I might as well have named flying as the professions I was thinking of. Music was the least unmentionable of them, so I brought it forward.
"Music! But it would take years of training and great expense before you could earn anything at that! It is quite out of the question. The only thing for you to do is to settle down and take interest in your work, and help make a living at home, or else go out as a nurse-girl, and work your way up. If you have any ability in you it would soon show. If you think you could do such strokes, and the home work is not good enough for you, go out and show the world what a wonderful creature you are."
"Mother, you are unjust and cruel!" I exclaimed. "You do not understand one at all. I never thought I could do strokes. I cannot help being constituted so that grimy manual labour is hateful to me, for it is hateful to me, and I hate it more and more every day, and you can preach and preach till you go black in the face, and still I'll hate it more than ever. If I have to do it all my life, and if I'm cursed with a long life, I'll hate it just as much at the end as I do now. I'm sure it's not any wish of mine that I'm born with inclinations for better things. If I could be born again, and had the designing of myself, I'd be born the lowest and coarsest-minded person imaginable, so that I could find plenty of companionship, or I'd be born an idiot, which would be better still."
"Sybylla!" said my mother in a shocked tone. "It is a wonder God doesn't strike you dead; I never heard—"
"I don't believe there is a God," I said fiercely, "and if there is, He's not the merciful being He's always depicted, or He wouldn't be always torturing me for His own amusement."
"Sybylla, Sybylla! That I should ever have nurtured a child to grow up like this! Do you know that—"
"I only know that I hate this life. I hate it, I hate it, I hate it," I said vehemently.
"Talk about going out to earn your own living! Why, there's not a woman living would have you in her house above a day. You are a perfect she-devil. Oh God!" And my mother began to cry. "What have I done to be cursed with such a child? There is not another woman in the district with such a burden put upon her. What have I done? I can only trust that my prayers to God for you will soften your evil heart."
"If your prayers are answered, it's more than ever mine were," I retorted.
"Your prayers!" said my mother, with scorn. "The horror of a child not yet sixteen being so hardened. I don't know what to make of you, you never cry or ask forgiveness. There's dear little Gertie now, she is often naughty, but when I correct her she frets and worries and shows herself to be a human being and not a fiend."
So saying my mother went out of the room.

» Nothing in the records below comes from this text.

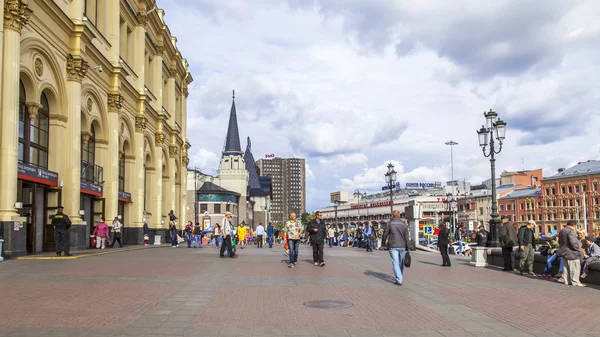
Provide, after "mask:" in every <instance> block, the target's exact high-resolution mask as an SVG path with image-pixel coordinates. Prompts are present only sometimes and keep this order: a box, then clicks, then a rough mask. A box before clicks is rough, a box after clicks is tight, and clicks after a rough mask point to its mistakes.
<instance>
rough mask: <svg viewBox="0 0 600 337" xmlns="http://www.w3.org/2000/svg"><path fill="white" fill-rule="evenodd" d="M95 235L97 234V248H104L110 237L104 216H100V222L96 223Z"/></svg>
mask: <svg viewBox="0 0 600 337" xmlns="http://www.w3.org/2000/svg"><path fill="white" fill-rule="evenodd" d="M94 235H96V248H97V249H104V248H105V246H106V240H107V239H108V225H107V224H106V222H104V217H102V218H100V222H98V225H96V228H95V229H94Z"/></svg>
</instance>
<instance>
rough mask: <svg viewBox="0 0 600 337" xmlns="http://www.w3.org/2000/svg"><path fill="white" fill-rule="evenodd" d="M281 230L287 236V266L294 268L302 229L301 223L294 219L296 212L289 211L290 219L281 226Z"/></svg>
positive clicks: (295, 219)
mask: <svg viewBox="0 0 600 337" xmlns="http://www.w3.org/2000/svg"><path fill="white" fill-rule="evenodd" d="M283 231H284V232H285V234H286V235H287V237H288V240H287V243H288V247H289V248H288V250H289V253H288V255H289V257H290V263H289V264H288V267H289V268H294V267H295V266H297V265H298V251H299V248H300V235H302V232H304V230H303V229H302V223H301V222H300V221H297V220H296V213H290V219H289V220H288V221H287V222H286V223H285V225H284V226H283Z"/></svg>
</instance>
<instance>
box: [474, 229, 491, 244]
mask: <svg viewBox="0 0 600 337" xmlns="http://www.w3.org/2000/svg"><path fill="white" fill-rule="evenodd" d="M489 237H490V233H488V231H486V230H485V226H484V225H479V231H478V232H477V235H476V236H475V241H476V242H477V246H479V247H485V246H487V243H488V239H489Z"/></svg>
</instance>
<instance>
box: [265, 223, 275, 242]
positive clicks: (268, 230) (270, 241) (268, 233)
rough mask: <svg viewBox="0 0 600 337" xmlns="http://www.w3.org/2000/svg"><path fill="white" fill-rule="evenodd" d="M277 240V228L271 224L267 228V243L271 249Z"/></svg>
mask: <svg viewBox="0 0 600 337" xmlns="http://www.w3.org/2000/svg"><path fill="white" fill-rule="evenodd" d="M274 239H275V227H273V225H272V224H270V223H269V225H268V226H267V242H268V243H269V248H273V240H274Z"/></svg>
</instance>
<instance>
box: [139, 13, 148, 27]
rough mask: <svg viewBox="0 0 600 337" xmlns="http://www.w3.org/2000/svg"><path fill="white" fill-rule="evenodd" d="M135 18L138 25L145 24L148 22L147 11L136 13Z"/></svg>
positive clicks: (142, 24) (141, 25) (143, 26)
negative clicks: (135, 15)
mask: <svg viewBox="0 0 600 337" xmlns="http://www.w3.org/2000/svg"><path fill="white" fill-rule="evenodd" d="M137 19H138V26H142V27H144V26H146V24H147V23H148V19H149V18H148V13H146V12H138V15H137Z"/></svg>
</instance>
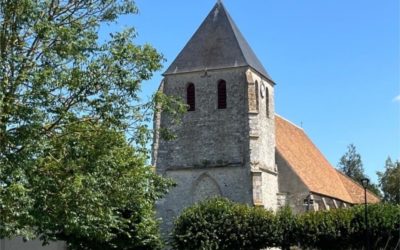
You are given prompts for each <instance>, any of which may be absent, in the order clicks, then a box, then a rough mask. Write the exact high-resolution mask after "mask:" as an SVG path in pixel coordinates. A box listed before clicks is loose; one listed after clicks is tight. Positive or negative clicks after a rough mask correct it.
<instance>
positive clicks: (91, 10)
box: [0, 0, 184, 249]
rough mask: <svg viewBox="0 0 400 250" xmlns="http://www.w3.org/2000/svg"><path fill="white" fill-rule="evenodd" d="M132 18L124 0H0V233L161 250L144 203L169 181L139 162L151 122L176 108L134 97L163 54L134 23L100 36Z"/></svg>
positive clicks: (129, 1) (176, 108) (164, 99)
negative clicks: (135, 29)
mask: <svg viewBox="0 0 400 250" xmlns="http://www.w3.org/2000/svg"><path fill="white" fill-rule="evenodd" d="M136 12H137V9H136V6H135V4H134V2H133V1H129V0H121V1H119V0H101V1H100V0H88V1H86V0H75V1H63V0H62V1H60V0H39V1H34V0H21V1H11V0H0V216H1V218H0V220H1V224H0V238H2V237H13V236H16V235H20V236H24V237H27V238H30V237H37V236H41V238H42V240H43V241H44V242H47V241H48V240H55V239H63V240H67V241H68V242H69V243H71V246H76V248H79V249H85V248H84V247H86V246H84V245H82V244H83V243H82V242H92V243H93V244H100V243H101V244H103V243H107V244H111V245H110V246H112V244H114V245H116V244H117V243H115V242H116V241H115V239H116V237H123V238H124V239H129V241H130V244H129V245H131V246H135V244H136V245H137V246H138V247H143V246H140V245H141V244H142V243H143V242H148V244H147V245H151V244H153V243H151V242H156V243H154V244H156V245H157V244H158V243H157V241H158V239H157V237H158V236H157V235H156V234H155V231H156V222H155V221H154V219H153V218H152V206H153V205H152V204H153V203H154V200H155V199H157V198H159V197H160V196H161V195H162V194H164V193H165V191H166V190H167V188H168V187H169V186H170V182H168V181H166V180H164V179H161V178H159V177H157V176H156V175H155V174H154V173H153V172H152V171H151V168H150V167H149V166H146V162H147V160H148V159H147V158H148V152H147V147H146V145H147V143H148V141H149V138H150V136H151V131H150V130H149V128H148V123H149V121H150V120H151V117H152V111H153V110H158V109H164V108H165V109H166V110H168V111H169V113H170V114H171V115H172V116H174V117H175V116H177V115H178V114H179V113H180V111H182V110H184V107H183V105H181V104H180V103H179V102H178V101H177V100H176V99H174V98H168V97H165V96H162V95H161V94H159V93H158V94H156V95H155V96H154V99H153V100H151V101H149V102H143V101H142V100H140V98H139V91H140V86H141V83H142V82H143V81H144V80H148V79H150V78H151V76H152V74H153V72H154V71H156V70H158V69H160V67H161V61H162V56H161V55H160V54H159V53H158V52H157V51H156V50H155V49H154V48H152V47H151V46H150V45H143V46H140V45H136V44H134V43H133V41H134V38H135V32H134V30H133V29H132V28H131V29H127V30H124V31H121V32H119V33H114V34H112V35H111V36H110V37H109V38H108V39H106V40H105V41H102V42H101V43H100V42H99V37H98V30H99V27H100V26H101V25H103V24H106V23H110V22H115V21H116V20H117V18H118V16H119V15H121V14H135V13H136ZM146 237H147V238H146ZM79 242H80V243H79ZM87 247H90V246H87ZM95 249H96V248H95ZM97 249H98V248H97ZM120 249H125V248H120ZM127 249H128V248H127ZM141 249H142V248H141Z"/></svg>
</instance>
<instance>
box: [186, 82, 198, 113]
mask: <svg viewBox="0 0 400 250" xmlns="http://www.w3.org/2000/svg"><path fill="white" fill-rule="evenodd" d="M186 104H187V105H188V106H189V107H188V111H194V110H195V108H196V94H195V89H194V84H193V83H189V85H188V86H187V89H186Z"/></svg>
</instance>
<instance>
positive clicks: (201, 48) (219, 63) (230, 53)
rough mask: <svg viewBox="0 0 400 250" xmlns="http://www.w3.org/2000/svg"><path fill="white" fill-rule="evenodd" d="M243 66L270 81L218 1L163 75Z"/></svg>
mask: <svg viewBox="0 0 400 250" xmlns="http://www.w3.org/2000/svg"><path fill="white" fill-rule="evenodd" d="M243 66H249V67H252V68H253V69H255V70H256V71H258V73H260V74H262V75H263V76H264V77H266V78H267V79H269V80H271V81H272V79H271V77H270V76H269V74H268V73H267V71H266V70H265V68H264V66H263V65H262V63H261V62H260V61H259V60H258V58H257V56H256V54H255V53H254V52H253V50H252V49H251V48H250V45H249V44H248V43H247V41H246V39H245V38H244V37H243V35H242V33H241V32H240V31H239V29H238V27H237V26H236V24H235V23H234V21H233V19H232V18H231V16H230V15H229V13H228V11H227V10H226V9H225V7H224V5H223V4H222V3H221V2H218V3H216V4H215V6H214V8H213V9H212V10H211V11H210V13H209V14H208V16H207V18H206V19H205V20H204V21H203V23H202V24H201V25H200V27H199V28H198V30H197V31H196V32H195V34H194V35H193V36H192V38H191V39H190V40H189V42H188V43H187V44H186V46H185V47H184V48H183V50H182V51H181V52H180V53H179V55H178V56H177V58H176V59H175V60H174V61H173V62H172V64H171V66H169V67H168V69H167V71H166V72H165V73H164V75H169V74H178V73H186V72H193V71H203V70H211V69H222V68H237V67H243ZM272 82H273V81H272Z"/></svg>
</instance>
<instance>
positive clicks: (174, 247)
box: [172, 198, 400, 250]
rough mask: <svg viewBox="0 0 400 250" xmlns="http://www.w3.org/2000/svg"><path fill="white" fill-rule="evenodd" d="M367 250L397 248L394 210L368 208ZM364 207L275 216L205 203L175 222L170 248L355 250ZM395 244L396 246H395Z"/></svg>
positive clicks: (364, 241) (390, 206) (360, 231)
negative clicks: (368, 241)
mask: <svg viewBox="0 0 400 250" xmlns="http://www.w3.org/2000/svg"><path fill="white" fill-rule="evenodd" d="M368 219H369V236H370V243H371V246H372V248H373V249H381V248H384V249H395V248H396V246H397V247H399V246H400V241H399V240H400V239H399V232H400V231H399V230H400V206H399V205H397V206H396V205H389V204H375V205H369V206H368ZM365 229H366V225H365V221H364V207H363V206H355V207H352V208H347V209H336V210H330V211H318V212H309V213H305V214H299V215H295V214H293V213H292V211H291V210H290V208H287V207H285V208H283V209H281V210H279V211H278V212H277V213H276V214H274V213H272V212H271V211H268V210H265V209H263V208H259V207H250V206H248V205H242V204H237V203H233V202H231V201H229V200H227V199H221V198H217V199H211V200H207V201H204V202H201V203H198V204H196V205H194V206H193V207H190V208H188V209H186V210H184V212H183V213H182V215H181V216H180V217H179V218H178V219H177V220H176V221H175V228H174V230H173V235H172V236H173V237H172V244H173V247H174V249H177V250H187V249H190V250H196V249H231V250H234V249H237V250H241V249H248V250H253V249H254V250H255V249H257V250H258V249H262V248H267V247H280V248H282V249H283V250H285V249H289V248H290V247H291V246H300V247H301V248H303V249H361V248H362V247H363V245H364V244H365ZM397 244H399V245H397Z"/></svg>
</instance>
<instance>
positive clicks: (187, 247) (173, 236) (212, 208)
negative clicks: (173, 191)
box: [173, 198, 276, 250]
mask: <svg viewBox="0 0 400 250" xmlns="http://www.w3.org/2000/svg"><path fill="white" fill-rule="evenodd" d="M275 231H276V230H275V223H274V216H273V213H272V212H270V211H267V210H265V209H262V208H254V207H250V206H248V205H242V204H237V203H233V202H231V201H228V200H227V199H223V198H216V199H212V200H208V201H205V202H202V203H198V204H196V205H194V206H193V207H190V208H188V209H186V210H185V211H184V212H183V213H182V215H181V216H180V217H179V218H178V219H177V220H176V222H175V228H174V230H173V247H174V249H177V250H188V249H190V250H193V249H230V250H231V249H238V250H240V249H243V250H244V249H247V250H252V249H254V250H258V249H261V248H265V247H268V246H271V245H272V244H273V242H274V241H275V239H274V238H275V237H274V233H275Z"/></svg>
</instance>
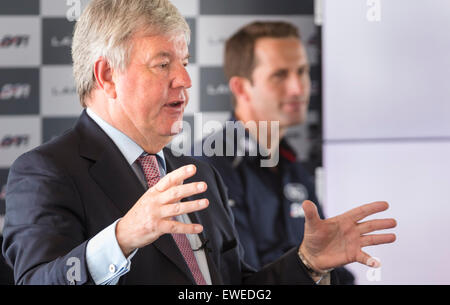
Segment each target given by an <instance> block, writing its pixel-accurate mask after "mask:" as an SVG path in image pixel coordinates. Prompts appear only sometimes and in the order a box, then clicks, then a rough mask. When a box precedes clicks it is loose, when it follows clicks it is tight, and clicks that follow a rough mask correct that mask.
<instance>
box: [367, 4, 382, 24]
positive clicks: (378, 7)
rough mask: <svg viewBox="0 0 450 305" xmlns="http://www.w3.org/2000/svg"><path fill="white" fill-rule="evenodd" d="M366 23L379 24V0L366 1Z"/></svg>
mask: <svg viewBox="0 0 450 305" xmlns="http://www.w3.org/2000/svg"><path fill="white" fill-rule="evenodd" d="M366 4H367V14H366V17H367V21H369V22H380V21H381V0H367V2H366Z"/></svg>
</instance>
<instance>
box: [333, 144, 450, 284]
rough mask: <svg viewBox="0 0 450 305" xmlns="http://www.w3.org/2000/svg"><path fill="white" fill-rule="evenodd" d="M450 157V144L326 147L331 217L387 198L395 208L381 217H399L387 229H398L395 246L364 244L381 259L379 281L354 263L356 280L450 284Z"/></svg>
mask: <svg viewBox="0 0 450 305" xmlns="http://www.w3.org/2000/svg"><path fill="white" fill-rule="evenodd" d="M449 156H450V143H448V142H433V143H429V142H427V143H414V142H409V143H408V142H403V143H391V144H381V145H380V144H379V143H366V144H361V143H360V144H332V145H326V146H325V149H324V166H325V169H326V172H325V185H326V187H325V202H324V208H325V213H326V215H327V216H328V217H331V216H334V215H337V214H340V213H342V212H344V211H346V210H349V209H351V208H354V207H356V206H358V205H361V204H364V203H369V202H373V201H379V200H382V201H387V202H389V204H390V208H389V210H388V211H386V212H383V213H380V214H378V216H377V218H379V217H382V218H389V217H394V218H396V219H397V221H398V227H397V228H395V229H393V230H388V232H391V231H393V232H395V233H396V235H397V241H396V243H395V244H390V245H383V246H377V247H374V248H370V247H369V248H365V251H366V252H368V253H369V254H371V255H373V256H374V257H377V258H379V259H380V260H381V264H382V267H381V269H380V270H379V272H380V274H379V275H380V277H379V279H380V281H374V279H377V276H376V275H374V274H372V273H370V271H368V270H369V269H368V268H367V267H365V266H363V265H359V264H351V265H349V267H350V268H351V269H352V270H353V271H354V272H355V275H356V277H357V283H359V284H386V285H388V284H450V277H449V274H450V263H449V260H448V257H449V255H450V243H449V237H448V234H449V232H450V222H449V221H448V218H449V215H450V187H449V181H450V162H449ZM372 218H373V217H372ZM368 272H369V275H370V276H369V277H367V273H368ZM370 279H371V280H372V281H371V280H370Z"/></svg>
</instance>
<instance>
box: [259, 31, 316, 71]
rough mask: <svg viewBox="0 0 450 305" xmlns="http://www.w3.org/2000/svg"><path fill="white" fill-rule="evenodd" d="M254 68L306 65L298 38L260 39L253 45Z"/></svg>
mask: <svg viewBox="0 0 450 305" xmlns="http://www.w3.org/2000/svg"><path fill="white" fill-rule="evenodd" d="M255 62H256V67H261V66H265V67H276V66H287V67H289V66H299V65H305V64H308V57H307V55H306V50H305V48H304V46H303V44H302V43H301V41H300V40H299V39H298V38H295V37H289V38H261V39H258V40H257V41H256V44H255Z"/></svg>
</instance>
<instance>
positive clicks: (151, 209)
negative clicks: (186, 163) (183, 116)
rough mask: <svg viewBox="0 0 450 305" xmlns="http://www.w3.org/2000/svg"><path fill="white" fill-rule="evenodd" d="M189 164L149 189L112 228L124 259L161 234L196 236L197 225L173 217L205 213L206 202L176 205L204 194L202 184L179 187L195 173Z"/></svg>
mask: <svg viewBox="0 0 450 305" xmlns="http://www.w3.org/2000/svg"><path fill="white" fill-rule="evenodd" d="M196 170H197V169H196V167H195V166H194V165H192V164H190V165H186V166H183V167H180V168H178V169H176V170H174V171H173V172H170V173H169V174H167V175H166V176H164V177H163V178H162V179H161V180H160V181H159V182H158V183H157V184H155V185H154V186H153V187H151V188H149V189H148V190H147V192H145V194H144V195H142V197H141V198H139V200H138V201H137V202H136V203H135V205H134V206H133V207H132V208H131V209H130V210H129V211H128V213H127V214H125V216H124V217H123V218H122V219H120V220H119V222H118V223H117V226H116V238H117V242H118V243H119V246H120V249H121V250H122V252H123V254H124V255H125V257H127V256H128V255H130V254H131V252H133V251H134V250H135V249H137V248H142V247H144V246H146V245H148V244H151V243H152V242H154V241H155V240H156V239H158V238H159V237H160V236H161V235H163V234H167V233H169V234H172V233H184V234H197V233H200V232H202V231H203V226H202V225H200V224H185V223H181V222H178V221H175V220H173V217H174V216H178V215H182V214H186V213H191V212H195V211H199V210H202V209H205V208H206V207H207V206H208V205H209V202H208V199H206V198H205V199H200V200H194V201H187V202H180V200H181V199H183V198H185V197H189V196H193V195H195V194H200V193H203V192H205V191H206V188H207V185H206V183H205V182H192V183H188V184H183V182H184V180H186V179H187V178H189V177H192V176H193V175H194V174H195V173H196Z"/></svg>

"I've asked forgiveness once too often, to be sat upon for my pains," I called out.
"I believe you're mad. That is the only feasible excuse I can make for your conduct," she said as a parting shot.
"Why the deuce don't you two get to bed and not wrangle like a pair of cats in the middle of the night, disturbing a man's rest?" came in my father's voice from amid the bedclothes.
My mother is a good woman—a very good woman—and I am, I think, not quite all criminality, but we do not pull together. I am a piece of machinery which, not understanding, my mother winds up the wrong way, setting all the wheels of my composition going in creaking discord.
She wondered why I did not cry and beg forgiveness, and thereby give evidence of being human. I was too wrought up for tears. Ah, that tears might have come to relieve my overburdened heart! I took up the home-made tallow candle in its tin stick and looked at my pretty sleeping sister Gertie (she and I shared the one bed). It was as mother had said. If Gertie was scolded for any of her shortcomings, she immediately took refuge in tears, said she was sorry, obtained forgiveness, and straightaway forgot the whole matter. She came within the range of mother's understanding, I did not; she had feelings, mother thought, I had none. Did my mother understand me, she would know that I am capable of more depths of agony and more exquisite heights of joy in one day than Gertie will experience in her whole life.